Prior to joining Change for Kids, I was a Senior Volunteer Manager at Reading Partners where I onboarded all of our volunteers and lead our community building events. I have worked in the education sector for both corporate and nonprofit entities, working as a Study Abroad Recruiter for college students as well as having a lead role in volunteer management.

When you were in elementary school, who made the biggest impact on you?

When I was in elementary school, the teacher that had the largest impact on me was my first grade teacher, Mrs. Yamamoto. Mrs. Yamamoto was the biggest believer in supporting the imagination and brought teaching to life in the classroom. Whether I was learning how to write my name in Korean, practicing speed-reading techniques, joining “worm club,” or enthusiastically singing about math, she never stifled the excitement to learn, and I’ll always remember her for that.

Do you have a favorite memory from your elementary school days?

One of my favorite elementary school memories was in the 4th grade during our science period. I wasn’t particularly interested in the sciences; however, my 4th grade teacher Mr. Faris was an expert in engaging children on subjects they believed to be boring. One day, Mr. Faris brought a huge jar of dill pickles to the front of the class and sat the jar next to an electric contraption. Each pickle looked like an oversized cucumber floating in a sea of green. Mr. Faris announced we would be learning about electricity today and he would demonstrate the power of an electric current by attaching one of the pickles to his homemade contraption. This stunt was known as the “Electric Pickle”. Mr. Faris would then proceed to attach a pickle, to what can only be described as a mini car battery, and showed us the effects of electrocuting my favorite vegetable. The pickle would light up from the inside, a fantastic lime green, with steam pouring out from the top.

All the students were mesmerized by the eerie glow emulating from the middle of the pickle and jumped as sparks began to fly from the clamps. Interestingly enough, Mr. Faris continued with the experiment, while I sat in the corner covering my face thinking at any moment the pickle would explode and we would all be sprayed with pickle juice.
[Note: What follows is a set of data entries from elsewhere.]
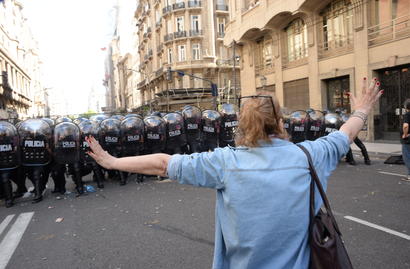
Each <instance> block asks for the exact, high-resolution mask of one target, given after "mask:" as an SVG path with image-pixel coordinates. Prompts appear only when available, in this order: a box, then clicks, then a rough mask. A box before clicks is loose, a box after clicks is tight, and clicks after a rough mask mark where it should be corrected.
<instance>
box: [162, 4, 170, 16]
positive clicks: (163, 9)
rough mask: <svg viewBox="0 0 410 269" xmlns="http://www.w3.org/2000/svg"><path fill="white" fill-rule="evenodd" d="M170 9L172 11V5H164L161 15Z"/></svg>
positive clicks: (166, 11) (164, 14) (167, 13)
mask: <svg viewBox="0 0 410 269" xmlns="http://www.w3.org/2000/svg"><path fill="white" fill-rule="evenodd" d="M171 11H172V6H166V7H164V8H163V9H162V15H167V14H169V13H171Z"/></svg>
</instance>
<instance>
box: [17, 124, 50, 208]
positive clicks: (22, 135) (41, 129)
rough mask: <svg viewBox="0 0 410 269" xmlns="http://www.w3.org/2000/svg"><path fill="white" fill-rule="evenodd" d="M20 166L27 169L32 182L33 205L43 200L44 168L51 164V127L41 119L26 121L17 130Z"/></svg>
mask: <svg viewBox="0 0 410 269" xmlns="http://www.w3.org/2000/svg"><path fill="white" fill-rule="evenodd" d="M18 133H19V139H20V148H21V164H22V165H23V166H24V167H25V168H27V173H28V176H29V179H30V180H31V181H32V182H33V185H34V191H35V196H34V199H33V203H37V202H40V201H41V200H42V199H43V191H44V187H45V184H44V182H43V181H44V178H43V174H44V167H45V166H47V165H48V164H49V163H50V162H51V135H52V131H51V127H50V125H49V124H48V123H47V122H45V121H44V120H41V119H28V120H25V121H23V122H22V123H21V124H20V125H19V128H18Z"/></svg>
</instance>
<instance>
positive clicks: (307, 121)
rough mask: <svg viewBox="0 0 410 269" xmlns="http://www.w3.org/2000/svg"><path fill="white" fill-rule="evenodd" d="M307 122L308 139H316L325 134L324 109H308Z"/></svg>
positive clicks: (306, 135) (307, 139)
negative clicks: (323, 109) (315, 109)
mask: <svg viewBox="0 0 410 269" xmlns="http://www.w3.org/2000/svg"><path fill="white" fill-rule="evenodd" d="M306 112H307V123H306V140H310V141H313V140H316V139H318V138H319V137H321V136H322V135H323V131H324V119H325V117H324V115H323V112H322V111H318V110H313V109H308V110H307V111H306Z"/></svg>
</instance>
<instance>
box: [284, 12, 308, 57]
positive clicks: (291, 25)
mask: <svg viewBox="0 0 410 269" xmlns="http://www.w3.org/2000/svg"><path fill="white" fill-rule="evenodd" d="M286 35H287V45H288V61H289V62H291V61H295V60H299V59H302V58H305V57H307V48H308V45H307V28H306V24H305V23H304V22H303V21H302V19H296V20H294V21H293V22H292V23H291V24H290V25H289V26H288V27H287V28H286Z"/></svg>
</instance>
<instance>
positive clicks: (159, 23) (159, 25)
mask: <svg viewBox="0 0 410 269" xmlns="http://www.w3.org/2000/svg"><path fill="white" fill-rule="evenodd" d="M161 25H162V20H161V19H160V20H159V21H157V22H156V23H155V28H159V27H161Z"/></svg>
I’ll never forget Mr. Faris or his many science experiments. By the end of the year, science became one of the least boring subjects imaginable.

Most of us learn to read–and love reading!–in elementary school. What was your favorite book? 

My favorite book in elementary school was Wayside School is Falling Down by Louis Sachar. I loved reading out loud in the classroom, especially books that used a lot of characters, because this really gave me a chance to show off my acting skills. With all of the wacky characters and weird story lines, I always felt right at home!